Ce que Kaczynski espère secrètement de l’Europe occidentale, c’est une rebuffade.

En résumé, Kaczynski a un problème. Il était parvenu à réduire  l’espace politique à un duopole, Droit et Justice contre Plateforme Civique, tous deux crispés autour d’enjeux relativement passéistes : prolongation ou réforme du capitalisme de marché mis en place en 1989, gestion du legs historique communiste, attachement à des valeurs traditionnelles essentialisées comme polonaises, etc. Au surplus, la Plateforme Civique avait fait l’impardonnable cadeau à Droit et Justice d’ignorer les écarts de richesse au sein de la population, lui laissant le champs libre pour dérouler son programme d’allocations familiales.

Mais désormais, la scène politique s’est fragmentée et Kaczynski va devoir gérer les tirs croisés des formations placées sur sa droite et sur sa gauche, la première s’époumonant à dénoncer une trahison des clercs (rhétorique qu’il a – ô ironie – lui-même contribué à replacer au centre du débat public), la seconde surenchérissant sur la nécessité d’une intensification des transferts sociaux. Mais plus encore, c’est l’agenda des préoccupations  qui va devenir difficile à maîtriser. Avec la prise de conscience des dangers du smog qui impacte tous les bassins métropolitains, avec le relatif chaos urbanistique et la tendance lourde à bétonner les faubourgs, avec la nocivité du charbon dénoncée de toutes parts, les thématiques écologiques semblent mures pour faire irruption dans un débat où elles ont trop longtemps été refoulées.
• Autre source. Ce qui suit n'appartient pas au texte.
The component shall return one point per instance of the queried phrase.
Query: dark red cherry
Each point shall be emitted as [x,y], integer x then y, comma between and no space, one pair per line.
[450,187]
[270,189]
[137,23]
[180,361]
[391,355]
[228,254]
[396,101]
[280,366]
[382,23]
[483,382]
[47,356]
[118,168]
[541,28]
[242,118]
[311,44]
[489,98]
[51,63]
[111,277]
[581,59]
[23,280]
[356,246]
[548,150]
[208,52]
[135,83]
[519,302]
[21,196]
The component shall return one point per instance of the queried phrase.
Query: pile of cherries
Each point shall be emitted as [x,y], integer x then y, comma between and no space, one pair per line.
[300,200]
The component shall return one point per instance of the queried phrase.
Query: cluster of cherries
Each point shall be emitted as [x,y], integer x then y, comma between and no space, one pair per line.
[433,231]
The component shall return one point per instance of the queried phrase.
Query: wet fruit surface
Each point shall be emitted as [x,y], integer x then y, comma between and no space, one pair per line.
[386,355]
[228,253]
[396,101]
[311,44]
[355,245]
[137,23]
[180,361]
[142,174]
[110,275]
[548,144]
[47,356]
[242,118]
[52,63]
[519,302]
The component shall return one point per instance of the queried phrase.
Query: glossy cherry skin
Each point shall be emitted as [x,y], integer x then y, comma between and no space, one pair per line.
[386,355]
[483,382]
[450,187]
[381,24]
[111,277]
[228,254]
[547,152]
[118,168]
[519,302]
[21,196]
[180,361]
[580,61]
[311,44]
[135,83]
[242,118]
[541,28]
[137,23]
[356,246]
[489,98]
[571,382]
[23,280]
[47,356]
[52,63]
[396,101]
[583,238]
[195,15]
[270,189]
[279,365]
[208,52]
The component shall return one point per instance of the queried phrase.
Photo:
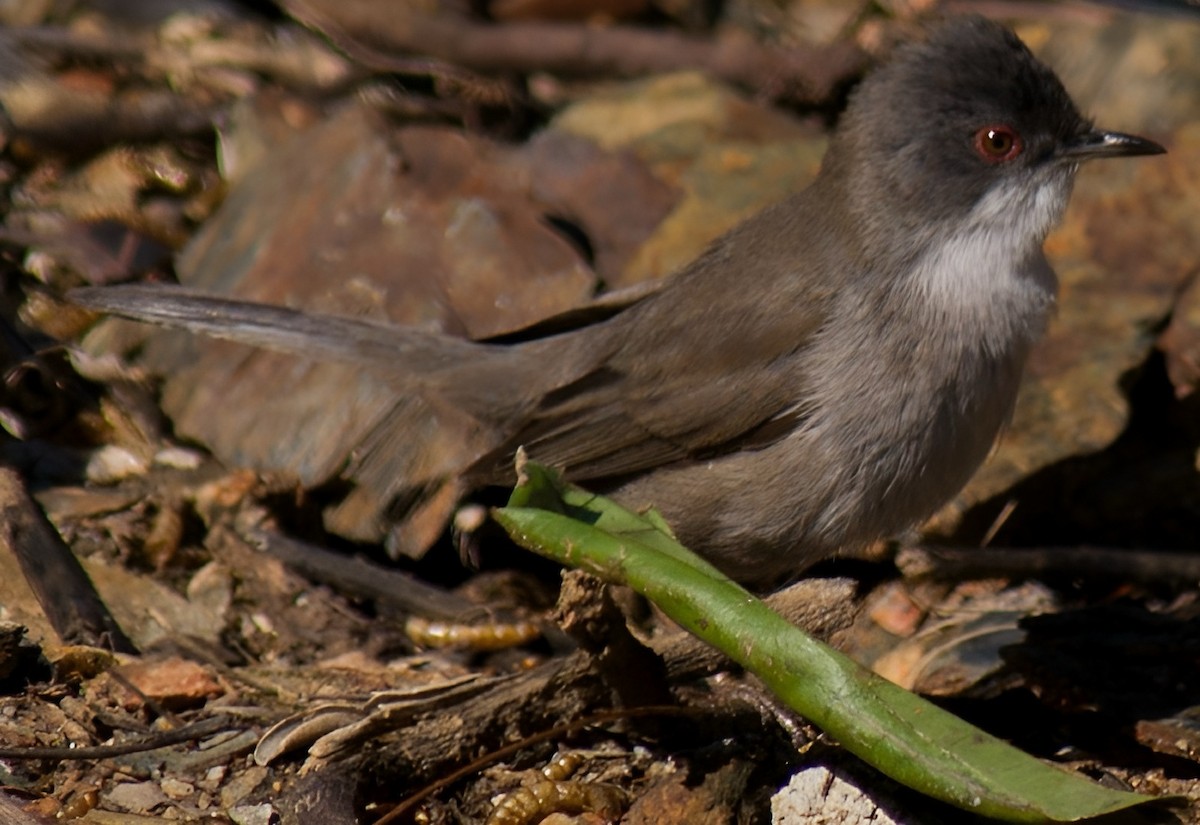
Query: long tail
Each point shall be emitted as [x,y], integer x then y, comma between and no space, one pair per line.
[328,337]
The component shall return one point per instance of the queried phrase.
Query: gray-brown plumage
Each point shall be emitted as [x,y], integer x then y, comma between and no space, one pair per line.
[828,373]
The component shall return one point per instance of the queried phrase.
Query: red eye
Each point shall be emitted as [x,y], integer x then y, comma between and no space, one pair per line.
[996,144]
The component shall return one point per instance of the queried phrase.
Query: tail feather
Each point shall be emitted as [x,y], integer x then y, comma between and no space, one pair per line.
[327,337]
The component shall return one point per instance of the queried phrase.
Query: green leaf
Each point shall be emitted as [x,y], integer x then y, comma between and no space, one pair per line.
[905,736]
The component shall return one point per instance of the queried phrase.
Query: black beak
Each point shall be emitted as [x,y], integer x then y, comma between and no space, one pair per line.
[1098,143]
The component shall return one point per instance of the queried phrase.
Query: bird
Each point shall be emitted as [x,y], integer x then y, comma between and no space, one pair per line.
[826,374]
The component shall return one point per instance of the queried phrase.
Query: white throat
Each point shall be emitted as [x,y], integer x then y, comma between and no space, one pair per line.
[990,275]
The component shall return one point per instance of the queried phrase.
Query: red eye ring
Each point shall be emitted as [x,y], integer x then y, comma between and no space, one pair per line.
[997,143]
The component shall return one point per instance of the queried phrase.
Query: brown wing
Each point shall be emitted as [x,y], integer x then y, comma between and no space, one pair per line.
[697,369]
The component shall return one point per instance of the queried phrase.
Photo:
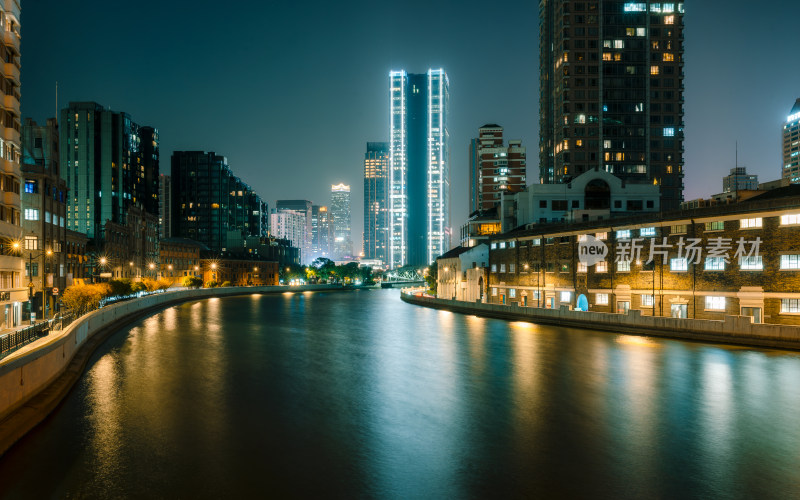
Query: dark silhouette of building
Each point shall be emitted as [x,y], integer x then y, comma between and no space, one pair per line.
[611,83]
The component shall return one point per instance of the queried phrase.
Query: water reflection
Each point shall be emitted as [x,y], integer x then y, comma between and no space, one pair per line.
[359,395]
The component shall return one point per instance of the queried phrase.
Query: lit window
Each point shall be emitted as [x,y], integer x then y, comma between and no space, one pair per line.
[715,303]
[680,264]
[750,223]
[751,263]
[790,305]
[715,264]
[790,261]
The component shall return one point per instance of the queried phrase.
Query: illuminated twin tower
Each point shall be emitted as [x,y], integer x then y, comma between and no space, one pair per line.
[419,178]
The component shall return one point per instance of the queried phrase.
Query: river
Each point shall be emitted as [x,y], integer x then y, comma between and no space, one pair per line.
[357,394]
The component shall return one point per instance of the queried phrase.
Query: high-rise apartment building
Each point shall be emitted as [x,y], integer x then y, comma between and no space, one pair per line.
[321,232]
[494,168]
[419,218]
[44,205]
[376,201]
[340,215]
[611,83]
[210,204]
[110,164]
[164,206]
[304,207]
[791,145]
[11,286]
[289,225]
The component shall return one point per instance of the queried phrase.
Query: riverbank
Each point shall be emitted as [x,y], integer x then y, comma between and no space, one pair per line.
[736,330]
[34,379]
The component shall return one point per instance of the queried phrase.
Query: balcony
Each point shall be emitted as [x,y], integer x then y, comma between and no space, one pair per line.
[11,199]
[9,167]
[11,71]
[11,103]
[10,134]
[12,40]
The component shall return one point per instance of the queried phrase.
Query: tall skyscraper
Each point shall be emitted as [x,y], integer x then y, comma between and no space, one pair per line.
[419,189]
[495,168]
[106,171]
[304,207]
[611,83]
[791,145]
[210,204]
[340,214]
[376,201]
[12,292]
[321,232]
[289,225]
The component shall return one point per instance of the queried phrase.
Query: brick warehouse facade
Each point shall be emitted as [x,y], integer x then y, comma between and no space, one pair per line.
[540,266]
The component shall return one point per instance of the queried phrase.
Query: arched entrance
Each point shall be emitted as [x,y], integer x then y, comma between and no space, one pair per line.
[597,195]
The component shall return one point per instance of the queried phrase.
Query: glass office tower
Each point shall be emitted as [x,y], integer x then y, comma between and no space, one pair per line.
[419,167]
[611,83]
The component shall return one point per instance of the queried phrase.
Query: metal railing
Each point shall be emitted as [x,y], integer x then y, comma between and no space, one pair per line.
[14,340]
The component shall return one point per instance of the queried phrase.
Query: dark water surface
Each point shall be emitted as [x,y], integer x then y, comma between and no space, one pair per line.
[360,395]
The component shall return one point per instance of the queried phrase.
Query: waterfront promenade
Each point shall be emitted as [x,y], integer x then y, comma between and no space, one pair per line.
[36,377]
[739,330]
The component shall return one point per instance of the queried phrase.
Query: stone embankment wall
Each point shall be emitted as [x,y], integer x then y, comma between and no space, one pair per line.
[34,379]
[733,330]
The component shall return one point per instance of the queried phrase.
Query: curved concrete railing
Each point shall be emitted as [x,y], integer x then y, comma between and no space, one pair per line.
[39,367]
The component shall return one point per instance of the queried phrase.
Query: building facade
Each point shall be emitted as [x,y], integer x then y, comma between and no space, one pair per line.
[210,204]
[340,215]
[496,168]
[611,92]
[791,145]
[104,163]
[321,233]
[164,206]
[376,201]
[705,263]
[44,196]
[13,292]
[304,207]
[739,180]
[419,167]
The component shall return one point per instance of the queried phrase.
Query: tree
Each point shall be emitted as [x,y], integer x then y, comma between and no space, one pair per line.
[192,281]
[84,298]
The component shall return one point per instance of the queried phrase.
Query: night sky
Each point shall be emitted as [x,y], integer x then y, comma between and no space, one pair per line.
[291,92]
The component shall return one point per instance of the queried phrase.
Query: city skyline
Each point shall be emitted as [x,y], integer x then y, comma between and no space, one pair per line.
[164,96]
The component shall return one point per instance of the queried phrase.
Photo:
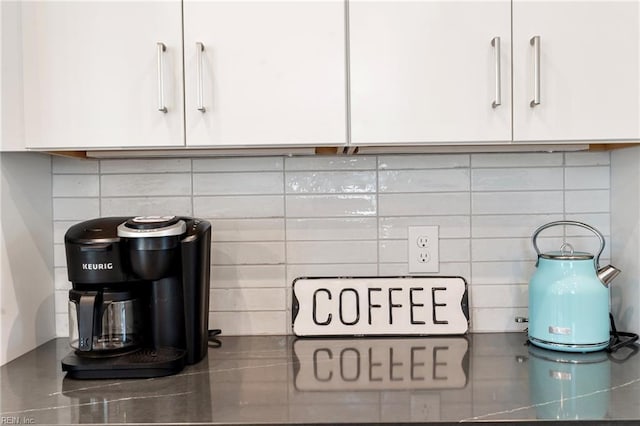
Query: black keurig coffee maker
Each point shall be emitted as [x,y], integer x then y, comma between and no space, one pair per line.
[139,302]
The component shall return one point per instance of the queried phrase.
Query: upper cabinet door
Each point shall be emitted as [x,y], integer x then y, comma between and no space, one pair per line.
[265,73]
[588,80]
[427,71]
[96,74]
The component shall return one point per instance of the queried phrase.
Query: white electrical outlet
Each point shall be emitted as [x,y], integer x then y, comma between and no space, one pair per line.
[424,249]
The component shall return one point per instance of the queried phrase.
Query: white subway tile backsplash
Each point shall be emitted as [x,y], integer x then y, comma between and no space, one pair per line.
[499,296]
[249,322]
[600,221]
[587,158]
[342,205]
[237,183]
[247,206]
[596,177]
[518,179]
[322,229]
[330,182]
[242,164]
[247,253]
[503,272]
[247,299]
[146,165]
[438,180]
[501,249]
[61,279]
[145,206]
[516,160]
[74,165]
[330,270]
[424,204]
[62,324]
[247,230]
[438,161]
[533,202]
[462,269]
[329,163]
[60,227]
[75,208]
[451,250]
[587,201]
[248,276]
[75,186]
[59,256]
[448,226]
[61,300]
[145,185]
[331,252]
[506,226]
[275,219]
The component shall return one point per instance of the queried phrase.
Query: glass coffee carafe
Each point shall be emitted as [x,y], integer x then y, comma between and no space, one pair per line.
[103,322]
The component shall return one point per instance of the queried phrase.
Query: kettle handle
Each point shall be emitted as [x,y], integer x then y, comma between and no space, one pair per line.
[596,260]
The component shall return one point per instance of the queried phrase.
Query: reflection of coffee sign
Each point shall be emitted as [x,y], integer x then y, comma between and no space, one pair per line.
[380,306]
[381,364]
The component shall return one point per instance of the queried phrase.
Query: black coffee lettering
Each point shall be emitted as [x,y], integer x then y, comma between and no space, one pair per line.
[372,305]
[413,304]
[316,364]
[436,350]
[414,364]
[436,305]
[342,306]
[392,365]
[371,366]
[343,369]
[391,304]
[315,307]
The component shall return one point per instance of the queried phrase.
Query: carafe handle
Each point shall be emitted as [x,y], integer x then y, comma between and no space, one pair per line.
[86,319]
[596,259]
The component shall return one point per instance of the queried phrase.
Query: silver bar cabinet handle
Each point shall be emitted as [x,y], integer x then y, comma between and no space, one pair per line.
[199,85]
[161,49]
[535,42]
[495,42]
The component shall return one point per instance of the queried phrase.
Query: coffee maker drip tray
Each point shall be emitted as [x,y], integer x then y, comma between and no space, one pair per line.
[143,363]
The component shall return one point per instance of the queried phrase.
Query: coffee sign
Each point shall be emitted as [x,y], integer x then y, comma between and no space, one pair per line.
[381,364]
[380,306]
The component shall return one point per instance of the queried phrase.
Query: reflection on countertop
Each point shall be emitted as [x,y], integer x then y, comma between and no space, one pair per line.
[284,380]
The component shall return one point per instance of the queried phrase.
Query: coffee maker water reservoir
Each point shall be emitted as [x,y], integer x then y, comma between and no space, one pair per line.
[139,301]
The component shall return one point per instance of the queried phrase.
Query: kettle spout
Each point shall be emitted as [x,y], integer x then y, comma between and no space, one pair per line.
[606,274]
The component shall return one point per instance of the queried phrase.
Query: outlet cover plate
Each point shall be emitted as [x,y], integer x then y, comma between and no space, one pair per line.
[423,249]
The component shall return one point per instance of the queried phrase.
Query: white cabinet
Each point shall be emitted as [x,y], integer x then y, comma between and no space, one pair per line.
[589,74]
[265,73]
[11,124]
[92,74]
[269,73]
[426,71]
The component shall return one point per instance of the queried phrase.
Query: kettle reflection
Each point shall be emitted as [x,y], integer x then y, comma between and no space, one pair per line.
[569,386]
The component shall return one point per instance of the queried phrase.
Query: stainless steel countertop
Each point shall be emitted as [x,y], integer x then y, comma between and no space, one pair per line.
[284,380]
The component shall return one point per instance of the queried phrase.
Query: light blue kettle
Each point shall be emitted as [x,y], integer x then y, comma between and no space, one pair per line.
[569,297]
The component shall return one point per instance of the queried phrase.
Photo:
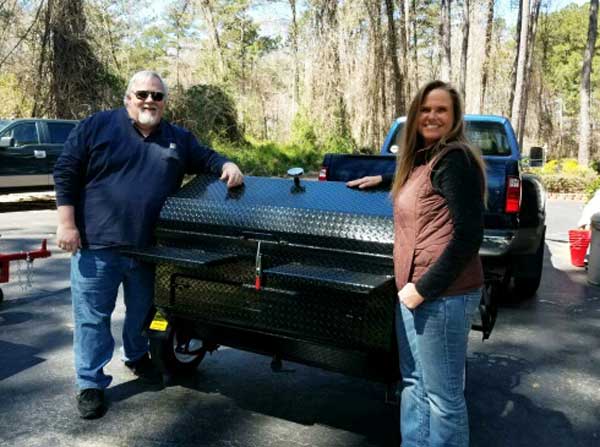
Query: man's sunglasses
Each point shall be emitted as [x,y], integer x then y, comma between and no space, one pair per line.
[143,95]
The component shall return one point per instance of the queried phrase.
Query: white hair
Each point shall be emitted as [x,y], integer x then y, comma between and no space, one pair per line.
[142,75]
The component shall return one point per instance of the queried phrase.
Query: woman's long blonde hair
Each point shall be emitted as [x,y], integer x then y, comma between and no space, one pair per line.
[411,141]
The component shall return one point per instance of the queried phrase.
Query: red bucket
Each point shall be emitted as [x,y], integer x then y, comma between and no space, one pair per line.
[579,240]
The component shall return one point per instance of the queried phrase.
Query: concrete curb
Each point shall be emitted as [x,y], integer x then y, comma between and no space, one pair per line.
[579,196]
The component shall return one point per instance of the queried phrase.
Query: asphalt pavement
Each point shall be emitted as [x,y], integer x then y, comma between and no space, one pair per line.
[536,382]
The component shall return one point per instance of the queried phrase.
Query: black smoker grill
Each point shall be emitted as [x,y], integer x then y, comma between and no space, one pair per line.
[296,271]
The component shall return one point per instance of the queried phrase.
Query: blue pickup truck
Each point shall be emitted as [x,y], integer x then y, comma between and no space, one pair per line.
[513,246]
[29,148]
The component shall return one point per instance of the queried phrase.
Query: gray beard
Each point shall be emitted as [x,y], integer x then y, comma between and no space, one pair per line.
[146,118]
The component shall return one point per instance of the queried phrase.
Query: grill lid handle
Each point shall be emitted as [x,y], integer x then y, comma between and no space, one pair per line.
[296,173]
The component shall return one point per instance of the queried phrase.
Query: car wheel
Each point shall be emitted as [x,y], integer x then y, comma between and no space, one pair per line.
[525,287]
[177,353]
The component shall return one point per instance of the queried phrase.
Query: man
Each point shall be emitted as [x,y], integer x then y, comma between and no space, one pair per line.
[112,178]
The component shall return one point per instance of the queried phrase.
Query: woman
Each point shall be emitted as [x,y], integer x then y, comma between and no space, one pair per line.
[438,197]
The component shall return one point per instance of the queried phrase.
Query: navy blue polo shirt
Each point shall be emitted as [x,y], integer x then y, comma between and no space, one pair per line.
[117,180]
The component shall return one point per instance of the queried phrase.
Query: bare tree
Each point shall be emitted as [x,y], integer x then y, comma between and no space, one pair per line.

De même, avec le déclin de l’autorité épiscopale, la consolidation de mouvements féministes de masse et la sécularisation grandissante des jeunes générations, il n’est pas exclu que la Pologne connaisse à terme une « révolution tranquille » qui rétablisse plus de distance dans les relations entre l’État et l’Église.

Enfin, soyons bien conscients que le meilleur cadeau qu’on puisse faire à Kaczynski serait de jouer son jeu et de réduire la Pologne à sa personne, et les Polonais à une fraction de ses électeurs. Ce que Kaczynski espère secrètement de l’Europe occidentale, c’est une rebuffade. Rien ne conforte mieux sa position que notre dédain. Prenons donc le temps d’essayer de démêler les enjeux d’une scène politique où – quoique l’on en pense –  rien n’est aussi simple.